2. Are Rideshare Drivers Independent Contractors or Employees?
Much litigation has surrounded the question of whether rideshare drivers are “employees” or “independent contractors” of rideshare companies. But this has not been settled in California. California courts could rule either way on whether or not rideshare drivers are “employees.” And this issue could remain undecided as court decisions will undoubtedly work their way through the appellate courts and beyond. Why do dealers care?
Under some of these rideshare vehicle sales and leasing programs, the rideshare company takes money from the driver’s pay to make the monthly payment on the vehicle that the dealer sells to the driver. This raises several compliance issues under the Labor Code, including without limitation, Labor Code § 300, which details several requirements before any business can legally withhold amounts from an employee’s wages or commissions. If rideshare drivers are deemed to be employees by California courts, this could make rideshare RISC or lease agreements (or their commission withholding practices) legally invalid. Such a move could result in huge liability for dealerships, including potential rescission of sold or leased rideshare vehicles, due to their contracts being unlawful.
3. Demand Indemnity from Rideshare Companies
We never advise relying solely on another company’s indemnity obligations when your dealership is faced with a potential liability. It is always best to also limit the potential liability as much as possible by ensuring legal compliance. But given the large exposure potentially resulting from participation in a rideshare company’s leasing or sale program, strong indemnity language is highly recommended to address myriad issues ranging from TILA compliance to employment matters.
We cannot emphasize enough the importance of utilizing an experienced automotive industry attorney in considering any new financing and leasing arrangements. Several detailed legal requirements govern such transactions. Rideshare companies, though they can be valuable business partners, are not dedicated to minimizing potential liability for your dealership. Through the assistance of able legal counsel and legally compliant lease and financing arrangements, dealers should be able to minimize if not eliminate risks they might otherwise face participating in these programs.
 These companies are also sometimes called “Transportation Network Companies” or other titles based on their mobile applications, such as “ride-hailing apps.” For consistency, we will continue referring to Lyft, Sidecar, Uber and other such companies as “rideshare companies.”
 The California Public Utilities Commission, in 2013, and 2014, adopted new rules requiring certain insurance coverages and trade dress plaques in rideshare vehicles (such as the familiar Uber “U” plaque displayed on windshields).

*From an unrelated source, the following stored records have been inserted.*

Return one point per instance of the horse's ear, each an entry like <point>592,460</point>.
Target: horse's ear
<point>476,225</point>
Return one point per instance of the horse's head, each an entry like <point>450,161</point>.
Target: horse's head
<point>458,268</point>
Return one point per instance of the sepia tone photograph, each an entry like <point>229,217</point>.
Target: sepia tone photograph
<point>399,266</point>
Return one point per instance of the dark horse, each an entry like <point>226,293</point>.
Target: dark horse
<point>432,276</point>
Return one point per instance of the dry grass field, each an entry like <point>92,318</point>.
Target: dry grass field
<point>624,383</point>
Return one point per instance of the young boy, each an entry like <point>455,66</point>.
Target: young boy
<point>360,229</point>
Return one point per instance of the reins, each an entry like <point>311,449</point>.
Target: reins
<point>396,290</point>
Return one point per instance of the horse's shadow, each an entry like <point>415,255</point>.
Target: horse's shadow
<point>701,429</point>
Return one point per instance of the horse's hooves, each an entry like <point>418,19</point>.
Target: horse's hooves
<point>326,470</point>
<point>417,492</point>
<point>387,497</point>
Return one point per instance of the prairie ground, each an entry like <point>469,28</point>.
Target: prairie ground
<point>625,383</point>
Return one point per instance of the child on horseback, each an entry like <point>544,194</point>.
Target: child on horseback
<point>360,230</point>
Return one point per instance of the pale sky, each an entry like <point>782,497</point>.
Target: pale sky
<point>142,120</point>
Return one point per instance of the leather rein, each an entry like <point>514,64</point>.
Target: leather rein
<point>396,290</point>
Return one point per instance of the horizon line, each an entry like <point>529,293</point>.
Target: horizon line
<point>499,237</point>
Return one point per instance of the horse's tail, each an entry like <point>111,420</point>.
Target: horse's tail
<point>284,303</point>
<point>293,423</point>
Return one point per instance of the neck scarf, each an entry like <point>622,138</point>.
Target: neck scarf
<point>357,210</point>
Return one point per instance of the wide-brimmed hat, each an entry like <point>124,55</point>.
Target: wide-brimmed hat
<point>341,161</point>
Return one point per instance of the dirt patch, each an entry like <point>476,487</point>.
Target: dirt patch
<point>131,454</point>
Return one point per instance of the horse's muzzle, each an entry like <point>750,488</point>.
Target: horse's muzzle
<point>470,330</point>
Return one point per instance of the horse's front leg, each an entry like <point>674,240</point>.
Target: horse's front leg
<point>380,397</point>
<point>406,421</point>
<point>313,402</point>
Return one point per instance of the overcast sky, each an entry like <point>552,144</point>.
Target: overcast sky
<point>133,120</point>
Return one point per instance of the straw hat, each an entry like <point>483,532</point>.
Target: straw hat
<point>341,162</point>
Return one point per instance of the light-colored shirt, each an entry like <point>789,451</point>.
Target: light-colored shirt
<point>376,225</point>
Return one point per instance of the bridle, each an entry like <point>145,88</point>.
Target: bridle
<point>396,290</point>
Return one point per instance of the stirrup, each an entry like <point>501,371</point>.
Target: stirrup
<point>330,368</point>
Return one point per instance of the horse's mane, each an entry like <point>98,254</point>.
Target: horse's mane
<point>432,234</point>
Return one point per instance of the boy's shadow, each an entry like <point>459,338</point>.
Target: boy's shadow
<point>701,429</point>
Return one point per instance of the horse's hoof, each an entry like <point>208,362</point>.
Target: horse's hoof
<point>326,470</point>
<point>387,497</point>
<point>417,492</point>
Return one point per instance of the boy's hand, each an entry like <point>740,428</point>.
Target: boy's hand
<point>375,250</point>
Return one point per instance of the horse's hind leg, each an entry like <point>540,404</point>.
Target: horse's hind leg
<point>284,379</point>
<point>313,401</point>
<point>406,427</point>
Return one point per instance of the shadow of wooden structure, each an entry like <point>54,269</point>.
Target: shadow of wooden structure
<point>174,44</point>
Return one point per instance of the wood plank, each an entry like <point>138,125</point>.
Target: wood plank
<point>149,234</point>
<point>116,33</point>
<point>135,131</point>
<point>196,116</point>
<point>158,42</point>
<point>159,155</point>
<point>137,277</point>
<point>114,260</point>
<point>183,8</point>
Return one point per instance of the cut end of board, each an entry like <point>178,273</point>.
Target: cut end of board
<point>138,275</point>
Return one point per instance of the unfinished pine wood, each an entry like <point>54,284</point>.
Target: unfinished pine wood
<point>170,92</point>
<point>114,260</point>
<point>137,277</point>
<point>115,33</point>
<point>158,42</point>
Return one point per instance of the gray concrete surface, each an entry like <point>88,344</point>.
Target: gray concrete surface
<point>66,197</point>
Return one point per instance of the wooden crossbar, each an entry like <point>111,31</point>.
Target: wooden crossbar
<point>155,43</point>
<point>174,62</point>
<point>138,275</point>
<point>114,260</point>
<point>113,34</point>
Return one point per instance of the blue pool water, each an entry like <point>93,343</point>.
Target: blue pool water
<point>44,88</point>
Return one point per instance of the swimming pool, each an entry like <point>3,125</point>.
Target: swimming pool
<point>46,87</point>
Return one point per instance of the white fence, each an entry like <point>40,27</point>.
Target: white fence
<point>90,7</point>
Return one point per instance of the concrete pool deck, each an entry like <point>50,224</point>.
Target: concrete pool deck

The California Public Utilities Commission currently maintains a website that gives an overview of its rideshare regulations.
 See, e.g. 12 Code of Federal Regulation §213.4 (c) [Regulation M]
 Civil Code § 2985.8(e) [California Leasing Act]
 One California Labor Commissioner ruling recently held that a particular driver was an “employee,” but this dispute is ongoing. See, “California Says Uber Driver Is Employee, Not a Contractor,” June 17, 2015, New York Times.